The writers Anton Chekov and Michael Haneke are credited with expressing the notion that great art asks questions, it doesn’t answer them. David Lynch understood that better than anyone. He famously never discussed his movies, television shows, art projects, their themes or his intentions. That unyielding refusal to provide easy answers made him a hero of mine. Then again, except for Peaks’ insanely popular first season, no David Lynch project could be labeled a commercial success. Weapons, meanwhile, has pulled in $200 million worldwide as of this writing. Maybe I’m the weirdo?

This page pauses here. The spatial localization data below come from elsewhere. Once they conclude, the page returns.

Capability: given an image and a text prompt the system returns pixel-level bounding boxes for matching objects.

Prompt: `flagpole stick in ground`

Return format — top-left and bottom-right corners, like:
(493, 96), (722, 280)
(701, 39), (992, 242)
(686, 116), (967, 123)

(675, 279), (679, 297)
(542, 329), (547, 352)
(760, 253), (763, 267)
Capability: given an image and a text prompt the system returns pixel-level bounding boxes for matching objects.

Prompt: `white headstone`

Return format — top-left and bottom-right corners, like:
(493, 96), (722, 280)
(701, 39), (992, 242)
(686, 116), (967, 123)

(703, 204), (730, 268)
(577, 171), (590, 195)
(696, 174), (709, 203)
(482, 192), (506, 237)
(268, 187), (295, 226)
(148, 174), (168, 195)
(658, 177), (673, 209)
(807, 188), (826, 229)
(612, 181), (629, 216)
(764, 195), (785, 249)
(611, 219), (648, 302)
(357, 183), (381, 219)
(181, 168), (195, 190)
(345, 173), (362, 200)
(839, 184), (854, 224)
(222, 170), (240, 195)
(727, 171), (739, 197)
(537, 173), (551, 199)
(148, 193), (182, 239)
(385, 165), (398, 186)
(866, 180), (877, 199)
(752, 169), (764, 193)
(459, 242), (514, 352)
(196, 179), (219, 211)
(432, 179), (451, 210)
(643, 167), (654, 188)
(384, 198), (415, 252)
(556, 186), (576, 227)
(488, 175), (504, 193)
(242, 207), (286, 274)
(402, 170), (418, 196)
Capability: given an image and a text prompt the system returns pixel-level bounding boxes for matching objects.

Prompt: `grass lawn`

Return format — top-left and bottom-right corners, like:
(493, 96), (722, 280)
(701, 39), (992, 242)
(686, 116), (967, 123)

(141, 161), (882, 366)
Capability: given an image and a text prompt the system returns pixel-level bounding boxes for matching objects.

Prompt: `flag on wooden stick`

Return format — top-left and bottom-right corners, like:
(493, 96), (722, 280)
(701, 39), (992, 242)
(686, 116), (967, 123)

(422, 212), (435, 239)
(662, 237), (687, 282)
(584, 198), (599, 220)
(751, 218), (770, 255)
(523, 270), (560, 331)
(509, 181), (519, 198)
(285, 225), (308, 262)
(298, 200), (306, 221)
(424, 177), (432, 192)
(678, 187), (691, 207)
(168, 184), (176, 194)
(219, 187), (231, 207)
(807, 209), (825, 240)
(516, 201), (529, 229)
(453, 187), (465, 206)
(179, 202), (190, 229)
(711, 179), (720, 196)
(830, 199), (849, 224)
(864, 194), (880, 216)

Twin Peaks: The Return is a masterclass in not giving into nostalgia and pat resolutions. Viewers eager to watch Agent Dale Cooper drink coffee had to wait SIXTEEN HOURS to see Kyle MacLachlan in the role that has defined him. Along the way, Lynch and Frost gave us Mr. C/Bad Coop, the Black Lodge entity that inhabited Cooper in the legendary second season cliffhanger; Dougie Jones, the childlike Las Vegas insurance agent in which Cooper is trapped for most of the series; and Richard, the alternate-timeline (maybe?) version of Cooper that shoots cowboy dipshits and ignores obvious homicides. Lynch will not service fans cheaply. Part 17 manages to expand brilliantly on events depicted in Fire Walk With Me, satirize comic book culture’s lazy, fist-meet-face (or floating head) climaxes, and tease something approaching an explanation.
Then Part 18 hits, and Lynch kicks us right in the cherry pies. The Return’s finale undoes all that came before, dooming Laura Palmer and Dale Cooper to playing variations of the eternal victim and failed savior across infinite timelines.

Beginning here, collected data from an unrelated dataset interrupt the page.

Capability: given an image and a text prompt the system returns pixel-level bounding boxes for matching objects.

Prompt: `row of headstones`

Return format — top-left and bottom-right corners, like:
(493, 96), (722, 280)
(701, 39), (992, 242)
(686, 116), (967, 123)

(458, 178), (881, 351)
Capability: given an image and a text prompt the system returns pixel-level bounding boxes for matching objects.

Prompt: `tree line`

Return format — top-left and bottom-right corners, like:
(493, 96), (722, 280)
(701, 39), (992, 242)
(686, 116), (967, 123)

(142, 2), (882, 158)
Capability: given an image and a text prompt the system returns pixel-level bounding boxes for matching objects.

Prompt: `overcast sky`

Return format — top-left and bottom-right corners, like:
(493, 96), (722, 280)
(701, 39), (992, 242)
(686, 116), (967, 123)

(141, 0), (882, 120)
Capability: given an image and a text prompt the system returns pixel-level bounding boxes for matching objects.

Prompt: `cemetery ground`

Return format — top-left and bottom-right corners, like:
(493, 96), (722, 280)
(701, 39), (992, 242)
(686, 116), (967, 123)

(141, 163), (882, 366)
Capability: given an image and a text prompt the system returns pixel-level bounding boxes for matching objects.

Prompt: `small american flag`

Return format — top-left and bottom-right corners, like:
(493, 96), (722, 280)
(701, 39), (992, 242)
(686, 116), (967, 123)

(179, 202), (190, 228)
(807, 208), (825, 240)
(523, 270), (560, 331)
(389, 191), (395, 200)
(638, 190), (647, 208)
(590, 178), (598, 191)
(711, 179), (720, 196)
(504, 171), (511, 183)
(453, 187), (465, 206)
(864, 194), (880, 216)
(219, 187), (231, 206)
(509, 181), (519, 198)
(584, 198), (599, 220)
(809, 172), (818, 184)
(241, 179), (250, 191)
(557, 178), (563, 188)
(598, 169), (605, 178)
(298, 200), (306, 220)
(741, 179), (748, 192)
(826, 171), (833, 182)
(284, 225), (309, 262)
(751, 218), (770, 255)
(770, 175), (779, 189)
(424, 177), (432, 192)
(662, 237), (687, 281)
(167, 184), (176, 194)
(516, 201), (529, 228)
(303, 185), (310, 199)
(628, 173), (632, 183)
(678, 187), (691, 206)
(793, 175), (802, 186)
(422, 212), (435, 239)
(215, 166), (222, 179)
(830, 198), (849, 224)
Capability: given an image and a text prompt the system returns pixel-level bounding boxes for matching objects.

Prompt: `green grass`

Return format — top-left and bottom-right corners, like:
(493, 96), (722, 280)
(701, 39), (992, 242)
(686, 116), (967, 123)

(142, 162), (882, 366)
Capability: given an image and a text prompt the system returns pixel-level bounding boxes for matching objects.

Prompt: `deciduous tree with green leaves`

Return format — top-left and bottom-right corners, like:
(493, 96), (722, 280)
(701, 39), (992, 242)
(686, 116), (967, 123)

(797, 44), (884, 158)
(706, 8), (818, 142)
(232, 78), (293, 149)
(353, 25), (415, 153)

I remember watching the finale when it aired on Showtime, frantically checking my watch as Dale Cooper/Richard and Laura Palmer/Carrie Page drove across an endless night, bound for Twin Peaks. Fifteen minutes left, then ten. “They’re not going to make it!” I remember thinking. And they don’t, because in the story we’ve swerved into, Laura Palmer never lived in her childhood home. But evil entities from Fire Walk With Me have. A bewildered Dale Cooper/Richard asks “What year is this?”, Sarah Palmer’s haunting voice calls out, “Laaaauuuuurraaaaaa…” and Sheryl Lee unleashes a horrific scream and the the lights in the Palmer house cut out and the screen goes black. Cue credit roll over a slow-mo shot of Laura whispering to a terrified Dale Cooper in the White Lodge. She’s given him the answer, but Lynch keeps it from us. It is frustrating and maddening. But here I am, writing a newsletter on a TV series eight years after it ended.
Because I can’t stop thinking about it. Because Lynch knew the power of mystery. Because he wasn’t afraid to challenge viewers. Because the world is an inherently confusing place onto which we try to impose structure. There’s a saying in writing, how non-fiction doesn’t have to make sense, but in fiction every piece needs to fit. If those pieces involve Amy Madigan wrapping hair around twigs and snapping them, no thanks. I’m good.
Totally agree with your takeaway about Weapons, the setup was a thousand times more interesting than the payoff. You're also spot-on about the general problem with horror mysteries, where the question is generally more intriguing and interesting than the answer.